Local News
02:28 PM CDT on Thursday, October 6, 2005
BROOKHAVEN, Miss. -- At least one hotel chain has asked some Hurricane
Katrina refugees to check out so it can honor the reservations of
incoming guests.
Hilton Hotels, the parent company of Hampton Inn and other brands, is
trying to find other rooms for the evacuees but said they were warned
when they checked in that their stays would be limited by room
availability, said Hilton spokeswoman Kathy Shepard.
"We're doing our very best to accommodate these people," she
said.
It's an uncomfortable situation for the hotel industry: risk bad
publicity for kicking out hurricane refugees, or anger big-spending
repeat customers who travel for business.
Hurricane refugees -- often several family members packed into a single
hotel room -- can be a burden on hotel staff. They also use more water
and electricity, and do not spend much on food and incidentals.
They "could be occupying a room that could otherwise be occupied by
a higher-paying guest who's spending lots of money on telephone, food
and beverage," said Bjorn Hanson, a hotel industry analyst with
PriceWaterhouseCoopers in New York.
Many hotels also have contracts to provide rooms to businesses at a set
rate. If the rooms are not available, the hotels risk violating the
contract and annoying their best customers, Hanson said.

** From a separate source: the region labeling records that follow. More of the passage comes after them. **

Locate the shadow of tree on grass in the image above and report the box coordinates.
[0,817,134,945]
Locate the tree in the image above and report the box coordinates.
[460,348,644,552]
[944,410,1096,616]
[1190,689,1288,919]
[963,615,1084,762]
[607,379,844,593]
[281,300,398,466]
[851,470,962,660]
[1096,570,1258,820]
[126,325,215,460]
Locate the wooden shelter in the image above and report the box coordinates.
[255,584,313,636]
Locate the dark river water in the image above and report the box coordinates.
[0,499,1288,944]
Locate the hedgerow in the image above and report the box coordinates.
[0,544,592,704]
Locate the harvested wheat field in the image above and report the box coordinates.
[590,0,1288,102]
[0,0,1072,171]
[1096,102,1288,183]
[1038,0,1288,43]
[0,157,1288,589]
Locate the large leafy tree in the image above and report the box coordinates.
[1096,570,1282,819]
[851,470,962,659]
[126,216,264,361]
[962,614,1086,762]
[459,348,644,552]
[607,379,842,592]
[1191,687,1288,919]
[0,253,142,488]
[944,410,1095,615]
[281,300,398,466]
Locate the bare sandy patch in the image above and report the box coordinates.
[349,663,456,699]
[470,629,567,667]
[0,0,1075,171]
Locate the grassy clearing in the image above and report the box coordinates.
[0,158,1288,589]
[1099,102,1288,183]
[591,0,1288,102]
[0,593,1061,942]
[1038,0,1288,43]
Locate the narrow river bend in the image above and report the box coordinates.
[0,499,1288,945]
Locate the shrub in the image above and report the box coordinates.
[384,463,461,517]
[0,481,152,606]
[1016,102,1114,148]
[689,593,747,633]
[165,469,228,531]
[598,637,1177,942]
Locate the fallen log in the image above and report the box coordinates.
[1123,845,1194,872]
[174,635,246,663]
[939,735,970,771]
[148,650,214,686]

A Hampton Inn in Brookhaven, about two hours north of where Katrina
struck, asked Barbara Perry of Folsom, La., to move out last week. She
was living in the hotel with her parents and her three young children,
and she was driving almost 90 miles a day to work.
"They told me if I didn't pick my clothes up, they were going to
call the police," Perry said.
Her mother, who uses a wheelchair, and her father, who is blind, were
also told to check out, but they were granted an extension after a Red
Cross volunteer intervened, said Perry's mother, Betty Myers.
Had Perry found shelter in Louisiana, she would have been protected by a
Sept. 1 executive order issued by Gov. Kathleen Blanco that bars hotels
from displacing a refugee who guarantees payment.
In Mississippi, no such protection exists. Mississippi Attorney General
Jim Hood has asked hotel managers to let refugees stay longer, but they
are not required to do so. Gov. Haley Barbour "has decided to let the
private sector handle those issues without government intervention,"
said his spokesman, Pete Smith.
Most hotel chains are still giving evacuees priority over guests with
reservations, Hanson said. At a Comfort Inn across the street from the
Hampton Inn in Brookhaven, assistant manager Amanda Smith said no one
was being asked to leave.
"What would you do? They're homeless. You can't turn them away.
It's morally wrong. I'd rather inconvenience our people with
reservations," Smith said. Holiday Inn and Choice Hotels
International, which markets brands such as Clarion, Comfort Suites,
Quality and Sleep Inns, are also encouraging their franchises to give
priority to refugees and emergency workers.